THE WATCH STAFF
Mexican drug cartels are increasingly weaponizing commercial drones, using asymmetric warfare tactics similar to those of terrorists and other nonstate actors.
The Cártel de Jalisco Nueva Generación (CJNG), or Jalisco New Generation Cartel, has waged a campaign against many of the country’s other cartels, as well as government authorities and civilian self-defense groups.
The CJNG and other Mexican cartels have used explosive-armed drones since at least 2017, according to The War Zone military news blog and Forbes magazine.
“Mexican cartels, among other criminal groups, have already been using them to carry drugs over walls and past other barriers, as well as conduct surveillance,” The War Zone’s Joseph Trevithick wrote in an August 28, 2020, story. “The barrier to entry when it comes to crafting small bomb-carrying quad and hexacopter-type drones is notably low … which makes the concept particularly attractive to non-state actors,” Trevithick wrote.
As U.S. Marine Corps Gen. Kenneth McKenzie, the head of U.S. Central Command, said in 2020 comments reported by the website Task & Purpose: “I’m talking about the [drone] you can go out and buy at [U.S. retailer] Costco right now. … And with very simple modifications, it can be made into something that can drop a weapon like a hand grenade or something else.”
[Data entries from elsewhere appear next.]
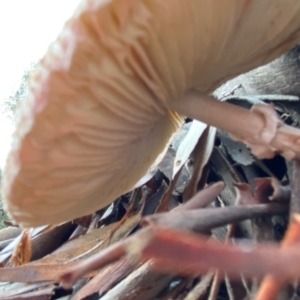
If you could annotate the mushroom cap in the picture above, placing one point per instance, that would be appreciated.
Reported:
(96, 116)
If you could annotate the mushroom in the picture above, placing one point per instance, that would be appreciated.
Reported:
(114, 87)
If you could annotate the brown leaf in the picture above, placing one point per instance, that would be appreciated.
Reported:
(200, 157)
(22, 253)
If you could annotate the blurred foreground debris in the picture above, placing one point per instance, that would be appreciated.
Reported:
(213, 223)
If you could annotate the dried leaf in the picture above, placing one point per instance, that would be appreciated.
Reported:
(188, 145)
(22, 253)
(200, 155)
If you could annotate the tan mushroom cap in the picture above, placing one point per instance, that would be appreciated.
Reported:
(97, 115)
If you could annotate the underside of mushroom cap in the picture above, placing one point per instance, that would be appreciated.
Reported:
(97, 113)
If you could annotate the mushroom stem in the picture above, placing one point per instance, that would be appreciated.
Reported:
(259, 128)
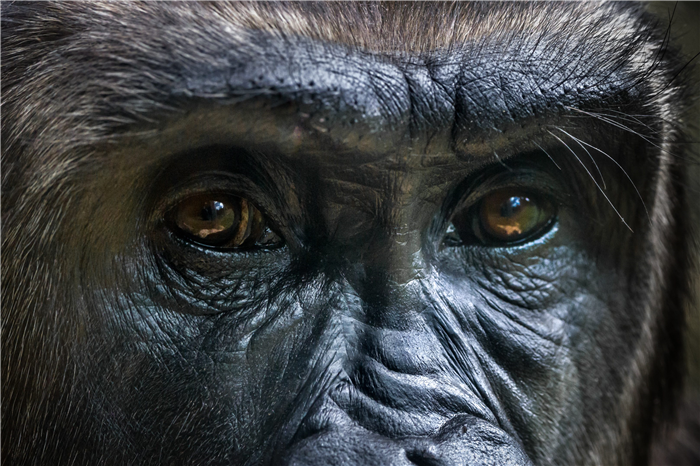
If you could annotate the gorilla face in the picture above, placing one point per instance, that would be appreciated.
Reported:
(363, 234)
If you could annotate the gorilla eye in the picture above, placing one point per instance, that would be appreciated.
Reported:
(221, 221)
(502, 218)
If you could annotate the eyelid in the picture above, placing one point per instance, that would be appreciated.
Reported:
(528, 179)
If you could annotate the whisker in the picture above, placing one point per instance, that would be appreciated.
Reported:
(589, 155)
(639, 195)
(614, 123)
(593, 179)
(547, 153)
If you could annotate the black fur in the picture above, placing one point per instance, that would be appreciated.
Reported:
(359, 129)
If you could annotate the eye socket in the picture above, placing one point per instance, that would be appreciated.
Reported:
(502, 218)
(221, 221)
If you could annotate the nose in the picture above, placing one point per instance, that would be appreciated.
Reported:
(462, 441)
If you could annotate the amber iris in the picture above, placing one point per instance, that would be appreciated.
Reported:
(220, 220)
(510, 215)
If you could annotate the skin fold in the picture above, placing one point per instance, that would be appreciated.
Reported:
(367, 307)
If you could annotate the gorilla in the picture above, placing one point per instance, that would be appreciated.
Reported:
(314, 232)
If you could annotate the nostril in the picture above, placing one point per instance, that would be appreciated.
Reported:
(423, 458)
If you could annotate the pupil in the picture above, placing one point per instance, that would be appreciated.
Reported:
(212, 211)
(511, 207)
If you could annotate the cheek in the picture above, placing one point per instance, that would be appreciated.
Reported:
(533, 317)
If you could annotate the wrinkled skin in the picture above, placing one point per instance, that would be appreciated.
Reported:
(367, 334)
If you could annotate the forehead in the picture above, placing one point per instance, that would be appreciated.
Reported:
(402, 69)
(418, 26)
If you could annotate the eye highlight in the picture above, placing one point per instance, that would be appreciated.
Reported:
(502, 218)
(221, 221)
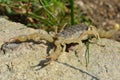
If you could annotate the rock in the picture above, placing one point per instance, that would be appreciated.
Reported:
(24, 60)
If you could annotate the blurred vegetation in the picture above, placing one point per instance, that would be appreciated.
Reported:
(46, 14)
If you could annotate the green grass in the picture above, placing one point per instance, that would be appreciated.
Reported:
(46, 14)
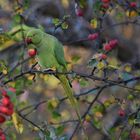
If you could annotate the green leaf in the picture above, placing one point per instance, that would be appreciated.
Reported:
(59, 130)
(83, 82)
(75, 58)
(56, 21)
(56, 115)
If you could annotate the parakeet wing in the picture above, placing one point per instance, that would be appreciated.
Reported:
(59, 54)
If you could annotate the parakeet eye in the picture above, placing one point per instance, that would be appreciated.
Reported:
(28, 40)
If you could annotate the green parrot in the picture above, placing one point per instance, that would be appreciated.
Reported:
(50, 54)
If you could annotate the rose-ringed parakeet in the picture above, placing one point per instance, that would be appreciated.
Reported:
(50, 54)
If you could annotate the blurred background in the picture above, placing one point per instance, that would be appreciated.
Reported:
(60, 18)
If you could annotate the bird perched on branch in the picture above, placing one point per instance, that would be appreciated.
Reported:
(50, 54)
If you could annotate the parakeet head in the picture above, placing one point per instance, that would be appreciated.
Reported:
(34, 36)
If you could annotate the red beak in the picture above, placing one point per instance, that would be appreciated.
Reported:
(28, 40)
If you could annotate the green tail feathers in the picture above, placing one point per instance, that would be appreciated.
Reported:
(68, 90)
The short history of weaponized commercial drones began on the battlefield with nonstate actors such as the Islamic State group in the Middle East. Drone operations then evolved into more targeted uses, such as the November 7, 2021, assassination attempt on Iraqi Prime Minister Mustafa al-Kadhimi.
“In the 20th century, a sniper … would have conducted an assassination,” Ibrahim Al-Marashi, an associate professor of Middle East history at California State University San Marcos, wrote November 11, 2021, for the Middle East Eye news website. “In the 21st century, someone remotely controlling a drone has the potential to wreak significant instability.”
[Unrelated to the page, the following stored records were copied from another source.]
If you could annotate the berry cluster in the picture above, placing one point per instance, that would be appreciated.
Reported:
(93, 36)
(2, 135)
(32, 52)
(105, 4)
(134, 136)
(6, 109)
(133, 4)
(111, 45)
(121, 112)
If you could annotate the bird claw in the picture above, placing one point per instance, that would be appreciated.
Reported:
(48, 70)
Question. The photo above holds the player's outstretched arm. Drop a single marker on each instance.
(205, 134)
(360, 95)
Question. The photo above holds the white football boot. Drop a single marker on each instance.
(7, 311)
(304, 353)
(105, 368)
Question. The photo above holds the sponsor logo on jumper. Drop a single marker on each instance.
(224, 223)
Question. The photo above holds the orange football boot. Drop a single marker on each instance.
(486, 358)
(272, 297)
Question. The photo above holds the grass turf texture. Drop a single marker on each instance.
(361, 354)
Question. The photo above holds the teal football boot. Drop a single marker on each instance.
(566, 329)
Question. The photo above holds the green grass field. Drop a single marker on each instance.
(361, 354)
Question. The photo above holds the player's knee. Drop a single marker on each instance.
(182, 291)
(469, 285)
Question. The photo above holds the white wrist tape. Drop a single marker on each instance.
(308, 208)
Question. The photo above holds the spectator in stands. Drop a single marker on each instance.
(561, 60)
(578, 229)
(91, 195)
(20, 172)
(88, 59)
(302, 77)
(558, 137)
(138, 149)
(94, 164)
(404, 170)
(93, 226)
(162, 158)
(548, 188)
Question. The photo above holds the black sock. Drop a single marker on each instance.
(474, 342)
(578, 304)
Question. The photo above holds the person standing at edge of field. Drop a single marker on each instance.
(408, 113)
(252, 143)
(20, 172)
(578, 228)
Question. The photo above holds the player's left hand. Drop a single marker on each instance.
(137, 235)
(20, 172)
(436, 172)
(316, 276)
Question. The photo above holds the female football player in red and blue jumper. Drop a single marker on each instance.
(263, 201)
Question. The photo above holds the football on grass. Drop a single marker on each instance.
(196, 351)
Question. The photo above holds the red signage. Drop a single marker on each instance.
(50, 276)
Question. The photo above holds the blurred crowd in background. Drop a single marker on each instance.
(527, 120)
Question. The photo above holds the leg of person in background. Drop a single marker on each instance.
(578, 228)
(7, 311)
That holds true in Mexico, where experts say the cartels are now using commercial drones as platforms for surveillance, reconnaissance, propaganda videos and targeted attacks, according to Task & Purpose. In at least three Mexican states, drug cartels have attacked police or Soldiers with explosive-laden drones, according to an April 21, 2021, story by The Associated Press.
“We saw a similar shift with Islamic State usage some years ago where they evolved from single-use IED drones which point-detonated to multi-use standoff drones which engaged in aerial bombardment,” Dr. Robert J. Bunker, director of research and analysis at C/O Futures, told Forbes in an October 1, 2021, story. “The standoff bombardment capability allows the CJNG to conserve its drone fleet capability and not burn through it.”
That change has allowed the cartels to build up their fleets.
“CJNG and its rival Cárteles Unidos (United Cartels) have upgraded their arsenals by using drones to bomb enemies, posing a growing threat to Mexican and U.S. citizens and allowing more drugs to flow into the United States,” said a May 24, 2021, story by Mexico City-based freelance journalist Karol Suárez in the Courier Journal newspaper in Louisville, Kentucky.
Suárez said the drones are part of a strategic move by the cartels to achieve their goals by building paramilitary arsenals.
“I’ve been a strong advocate of designating the Mexican cartels as terrorist groups because they’re acting like terrorist groups. They’re equipped like terrorist groups,” Derek Maltz, a former agent in charge of the U.S. Drug Enforcement Administration’s Special Operations Division, told Suárez.
The use of drones by nonstate actors and transnational criminal organizations is expected to increase, but countermeasures — both military and civilian — have been developed that range from net cannons to radio-frequency jammers to high-power microwave devices.
Early on, the U.S. Army’s Asymmetric Warfare Group identified drones as a threat and provided technology and training to combat units.
In the Middle East, U.S. forces had “success in either repelling, shooting down or chasing away the majority of [Islamic State drones] in Iraq and Syria [from 2016 to 2018] before they could harm our personnel or do any damage to equipment or infrastructure,” according to a Combined Joint Task Force-Operation Inherent Resolve spokesperson quoted by the national security and foreign policy website War on the Rocks.
Although drones can be difficult to detect, they do come with limitations.
“The cartels are limited in what they can do [using commercial drones] based on range, the size of items they carry and the munitions they’re dropping,” Scott Stewart, a global security expert and vice president of intelligence at TorchStone Global, told the news website BorderReport.com.
“At this point in time,” Stewart said, “they’re really more of a psychological weapon for the cartels than an effective battlefield weapon.”